Etwas zwiegespalten fühlt sich die Rezensentin Maja Rettig angesichts des neuen Romans der Niederländerin Margriet de Moor. Hingerissen ist sie von der Gesamtanlage des Plots. Erzählt wird von zwei Schwestern, deren eine die andere aus einer Laune heraus zu einer Geburtstagsfeier schickt, bei der eigentlich sie erwartet wird. Nur deshalb überlebt sie, denn bei einer hereinbrechenden Sturmflut wird die Schwester, am falschen Ort zur falschen Zeit, ums Leben kommen. Dafür heiratet die andere den Mann der Verstorbenen. Diese Schicksalslinien aber schiebt de Moor zeitlich auseinander. Der kurze Kampf der einen gegen die Sturmflut wechselt mit den großen Perioden des ganzen Lebens der anderen. Hier vergehen Jahrzehnte, da Stunden. Es geht um den Zufall und das Schicksal, die von der Autorin vertrauten Themen, meint Rettig. Leider aber vermeide de Moor das Pathos nicht und nicht den Kitsch, werde gelegentlich zu sentenziös -und eine große Meisterin der Sprache sei sie oftmals auch nicht.
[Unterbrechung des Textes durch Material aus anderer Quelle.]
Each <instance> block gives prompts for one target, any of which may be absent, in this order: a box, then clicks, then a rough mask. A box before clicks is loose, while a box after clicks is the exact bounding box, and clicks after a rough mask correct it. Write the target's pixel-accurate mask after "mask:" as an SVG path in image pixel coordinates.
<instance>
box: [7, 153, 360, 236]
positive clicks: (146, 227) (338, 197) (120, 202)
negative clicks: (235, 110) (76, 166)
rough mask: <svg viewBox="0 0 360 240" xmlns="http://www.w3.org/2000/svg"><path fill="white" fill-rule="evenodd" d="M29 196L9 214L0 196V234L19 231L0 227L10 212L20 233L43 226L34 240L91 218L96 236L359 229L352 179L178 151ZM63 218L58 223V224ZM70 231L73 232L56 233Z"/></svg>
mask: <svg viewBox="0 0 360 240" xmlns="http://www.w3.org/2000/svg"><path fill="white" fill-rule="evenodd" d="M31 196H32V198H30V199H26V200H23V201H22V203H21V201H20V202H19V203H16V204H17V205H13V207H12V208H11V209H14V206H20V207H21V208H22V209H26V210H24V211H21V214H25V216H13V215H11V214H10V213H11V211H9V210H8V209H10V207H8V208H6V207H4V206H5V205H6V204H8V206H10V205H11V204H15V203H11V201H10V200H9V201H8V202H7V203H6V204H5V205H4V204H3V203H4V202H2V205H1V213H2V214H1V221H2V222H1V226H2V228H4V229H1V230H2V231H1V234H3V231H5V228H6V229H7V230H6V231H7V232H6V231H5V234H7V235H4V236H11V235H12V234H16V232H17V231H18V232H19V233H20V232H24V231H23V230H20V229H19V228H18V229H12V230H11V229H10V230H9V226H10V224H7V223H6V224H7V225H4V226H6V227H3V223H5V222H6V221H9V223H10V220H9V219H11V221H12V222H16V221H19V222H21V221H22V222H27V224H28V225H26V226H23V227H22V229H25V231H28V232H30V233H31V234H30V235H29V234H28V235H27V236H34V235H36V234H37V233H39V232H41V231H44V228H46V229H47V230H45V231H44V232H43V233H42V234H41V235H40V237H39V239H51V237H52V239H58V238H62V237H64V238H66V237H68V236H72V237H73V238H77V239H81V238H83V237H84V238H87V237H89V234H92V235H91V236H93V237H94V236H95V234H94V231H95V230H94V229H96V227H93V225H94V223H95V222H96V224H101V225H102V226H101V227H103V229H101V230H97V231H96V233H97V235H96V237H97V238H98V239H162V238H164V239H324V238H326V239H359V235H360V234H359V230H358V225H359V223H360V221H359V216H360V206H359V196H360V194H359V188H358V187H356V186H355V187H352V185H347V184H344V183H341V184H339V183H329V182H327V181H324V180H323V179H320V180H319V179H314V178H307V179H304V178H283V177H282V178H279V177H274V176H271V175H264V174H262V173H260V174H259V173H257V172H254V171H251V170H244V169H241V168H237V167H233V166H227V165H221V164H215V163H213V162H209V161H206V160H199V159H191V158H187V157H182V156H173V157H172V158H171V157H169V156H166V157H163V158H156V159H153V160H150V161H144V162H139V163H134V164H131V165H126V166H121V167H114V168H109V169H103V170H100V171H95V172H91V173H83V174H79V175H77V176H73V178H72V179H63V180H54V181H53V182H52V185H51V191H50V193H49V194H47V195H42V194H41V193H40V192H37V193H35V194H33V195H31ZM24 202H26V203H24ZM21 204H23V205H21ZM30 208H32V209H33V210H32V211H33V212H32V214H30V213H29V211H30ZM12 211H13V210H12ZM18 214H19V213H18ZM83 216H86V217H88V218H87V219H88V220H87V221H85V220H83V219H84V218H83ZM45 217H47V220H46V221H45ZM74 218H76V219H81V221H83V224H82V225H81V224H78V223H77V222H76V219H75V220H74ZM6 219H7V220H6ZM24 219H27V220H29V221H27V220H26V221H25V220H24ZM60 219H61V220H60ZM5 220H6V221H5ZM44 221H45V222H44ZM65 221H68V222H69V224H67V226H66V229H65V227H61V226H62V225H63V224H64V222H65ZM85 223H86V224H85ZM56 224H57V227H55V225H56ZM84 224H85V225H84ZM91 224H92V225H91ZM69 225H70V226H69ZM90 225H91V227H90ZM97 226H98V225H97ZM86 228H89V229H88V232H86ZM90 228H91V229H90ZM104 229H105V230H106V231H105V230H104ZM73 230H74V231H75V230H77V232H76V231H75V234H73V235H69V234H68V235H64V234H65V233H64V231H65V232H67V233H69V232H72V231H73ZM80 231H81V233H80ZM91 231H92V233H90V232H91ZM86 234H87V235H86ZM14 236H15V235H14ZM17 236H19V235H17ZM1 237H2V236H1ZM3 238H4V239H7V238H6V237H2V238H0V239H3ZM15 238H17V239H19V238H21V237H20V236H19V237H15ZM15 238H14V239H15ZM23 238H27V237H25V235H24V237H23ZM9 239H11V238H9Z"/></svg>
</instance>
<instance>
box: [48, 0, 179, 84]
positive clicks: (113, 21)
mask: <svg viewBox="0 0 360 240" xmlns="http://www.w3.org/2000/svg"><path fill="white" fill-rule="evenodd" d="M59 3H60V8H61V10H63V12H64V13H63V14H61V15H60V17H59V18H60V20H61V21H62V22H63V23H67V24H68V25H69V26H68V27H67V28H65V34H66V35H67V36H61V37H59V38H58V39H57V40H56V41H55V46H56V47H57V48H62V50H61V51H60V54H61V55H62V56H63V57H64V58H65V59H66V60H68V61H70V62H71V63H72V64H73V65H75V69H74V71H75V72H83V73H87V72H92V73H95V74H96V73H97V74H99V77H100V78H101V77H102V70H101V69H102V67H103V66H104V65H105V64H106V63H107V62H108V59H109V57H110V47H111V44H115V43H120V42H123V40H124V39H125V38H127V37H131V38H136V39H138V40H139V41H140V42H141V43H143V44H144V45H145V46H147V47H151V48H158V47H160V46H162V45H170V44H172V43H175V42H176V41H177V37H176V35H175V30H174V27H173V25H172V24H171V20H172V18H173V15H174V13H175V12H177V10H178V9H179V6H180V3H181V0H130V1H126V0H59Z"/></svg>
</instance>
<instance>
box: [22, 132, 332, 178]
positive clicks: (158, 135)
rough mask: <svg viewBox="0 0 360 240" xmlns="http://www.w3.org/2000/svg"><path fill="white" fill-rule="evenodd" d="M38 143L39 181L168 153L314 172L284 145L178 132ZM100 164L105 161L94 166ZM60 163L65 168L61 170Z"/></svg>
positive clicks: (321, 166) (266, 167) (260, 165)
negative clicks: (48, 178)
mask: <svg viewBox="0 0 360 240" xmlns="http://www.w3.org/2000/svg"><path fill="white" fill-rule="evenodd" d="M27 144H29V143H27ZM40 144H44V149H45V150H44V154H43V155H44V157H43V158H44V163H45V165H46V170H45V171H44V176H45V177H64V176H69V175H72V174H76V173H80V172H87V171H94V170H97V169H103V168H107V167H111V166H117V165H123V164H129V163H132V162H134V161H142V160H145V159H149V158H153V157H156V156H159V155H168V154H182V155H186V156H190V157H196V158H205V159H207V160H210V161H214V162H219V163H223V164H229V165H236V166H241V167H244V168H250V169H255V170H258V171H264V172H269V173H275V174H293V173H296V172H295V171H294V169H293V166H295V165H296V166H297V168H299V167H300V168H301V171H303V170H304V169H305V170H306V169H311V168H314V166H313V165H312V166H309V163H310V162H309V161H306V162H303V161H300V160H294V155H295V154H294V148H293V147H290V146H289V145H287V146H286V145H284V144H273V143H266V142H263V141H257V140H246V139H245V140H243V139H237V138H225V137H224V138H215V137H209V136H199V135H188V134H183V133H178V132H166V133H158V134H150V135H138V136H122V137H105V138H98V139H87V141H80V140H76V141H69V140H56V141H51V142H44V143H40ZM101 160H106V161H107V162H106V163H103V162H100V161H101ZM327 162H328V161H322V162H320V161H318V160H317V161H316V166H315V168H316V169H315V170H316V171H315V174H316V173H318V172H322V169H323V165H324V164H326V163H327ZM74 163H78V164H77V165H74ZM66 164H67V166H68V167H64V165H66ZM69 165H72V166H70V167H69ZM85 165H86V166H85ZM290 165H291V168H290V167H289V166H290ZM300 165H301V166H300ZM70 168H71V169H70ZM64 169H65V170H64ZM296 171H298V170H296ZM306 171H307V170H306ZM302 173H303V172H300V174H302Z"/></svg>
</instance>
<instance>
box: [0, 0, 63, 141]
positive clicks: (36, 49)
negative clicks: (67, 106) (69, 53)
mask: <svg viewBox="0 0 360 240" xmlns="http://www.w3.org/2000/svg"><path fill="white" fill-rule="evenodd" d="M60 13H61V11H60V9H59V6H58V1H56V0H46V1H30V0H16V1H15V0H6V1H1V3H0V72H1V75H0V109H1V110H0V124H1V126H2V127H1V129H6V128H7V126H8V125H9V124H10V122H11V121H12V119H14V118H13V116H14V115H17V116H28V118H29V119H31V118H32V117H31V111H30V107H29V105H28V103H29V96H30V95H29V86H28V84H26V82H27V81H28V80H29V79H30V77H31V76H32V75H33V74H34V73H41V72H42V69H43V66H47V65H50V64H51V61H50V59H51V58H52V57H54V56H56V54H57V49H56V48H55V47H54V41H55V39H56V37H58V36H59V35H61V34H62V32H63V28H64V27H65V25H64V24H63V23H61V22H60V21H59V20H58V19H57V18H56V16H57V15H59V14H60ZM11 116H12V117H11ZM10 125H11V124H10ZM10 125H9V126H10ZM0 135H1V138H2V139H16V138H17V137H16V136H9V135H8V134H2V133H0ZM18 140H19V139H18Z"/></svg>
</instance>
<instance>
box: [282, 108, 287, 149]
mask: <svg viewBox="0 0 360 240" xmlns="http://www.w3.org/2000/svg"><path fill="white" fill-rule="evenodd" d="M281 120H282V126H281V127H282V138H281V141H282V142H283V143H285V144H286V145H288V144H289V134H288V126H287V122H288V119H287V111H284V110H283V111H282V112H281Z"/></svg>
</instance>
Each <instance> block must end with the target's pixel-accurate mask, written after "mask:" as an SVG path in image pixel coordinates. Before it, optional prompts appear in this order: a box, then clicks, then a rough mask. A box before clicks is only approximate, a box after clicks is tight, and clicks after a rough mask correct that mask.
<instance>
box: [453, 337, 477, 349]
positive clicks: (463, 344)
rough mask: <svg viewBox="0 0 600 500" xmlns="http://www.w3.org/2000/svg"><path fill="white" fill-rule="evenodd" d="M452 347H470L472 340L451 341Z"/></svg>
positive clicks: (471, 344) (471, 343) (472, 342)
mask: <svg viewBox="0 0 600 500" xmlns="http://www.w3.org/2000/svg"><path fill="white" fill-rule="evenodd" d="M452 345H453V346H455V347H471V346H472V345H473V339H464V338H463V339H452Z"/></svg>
Dennoch aber stecke in diesem Roman "viel erzählerische Kraft".

Rezensionsnotiz zu Neue Zürcher Zeitung, 29.03.2006

Martin Krumbholz schwelgt in diesem Roman, der unter der "konventionell gestrickten" Oberfläche einen durchaus "subversiven" Untergrund aufweist. Das Buch handelt vordergründig von der 1953 die Niederlande heimsuchenden Sturmflut, von der Margriet de Moor "mit großem handwerklichem Geschick" erzählt, wie der Rezensent lobt. Hinter dieser Naturkatastrophe lässt die niederländische Autorin allerdings das Drama der Rivalität zweier Schwestern, die den selben Mann lieben, aufscheinen. Dass Amandas Feindseligkeit gegenüber ihrer Schwester an keiner Stelle ausformuliert wird, imponiert dem Rezensenten besonders. Ein "großes Buch" ist dieser Roman, so der Rezensent feierlich, weil "alles Entscheidende" untergründig verhandelt wird und dem Leser überlassen bleibt, das Verborgene selbst zu entdecken.

Rezensionsnotiz zu Die Zeit, 16.03.2006

Margriet de Moors Spezialität ist das Ansiedeln ihrer Geschichten in einem Schattenreich, "in dem klare Unterscheidungen verschwimmen wie Wasser und Land am Horizont der niederländischen Polder", schreibt Susanne Mayer. Das Rezept wendet de Moor erneut in "Sturmflut" an, mit Erfolg, meint Mayer. Zwei Schwesternleben werden durch die historische Sturmflut im Jahr 1953 auseinander gerissen - ein dummer Rollentausch lässt die eine in das Leben der anderen schlüpfen. Wer von beiden nun wirklich sein Leben lässt, ist bei de Moor nicht wirklich heraus, stellt Mayer fest, auch wenn klar der Tod der einen Schwester auf dem Meer beschrieben würde, während die andere sich in deren Leben ausbreite, aber darin auch verliere. Auch wenn die Naturkatastrophe minutiös beschrieben werde, ginge es doch in Wirklichkeit um die Schutzdeiche in unserem Inneren, um unsere Sicherungssysteme des bürgerlichen Lebens, kommentiert die Rezensentin. De Moor erzähle das alles mit "aufreizender Distanziertheit", mit beinahe leidenschaftsloser Stimme, die gegen das Chaos, den Sturm, die Flut, den Tod anspreche, um dann am Ende in die "Naturhaftigkeit des Seins" einzutauchen. De Moor - eine Mystikerin, so sieht es Mayer.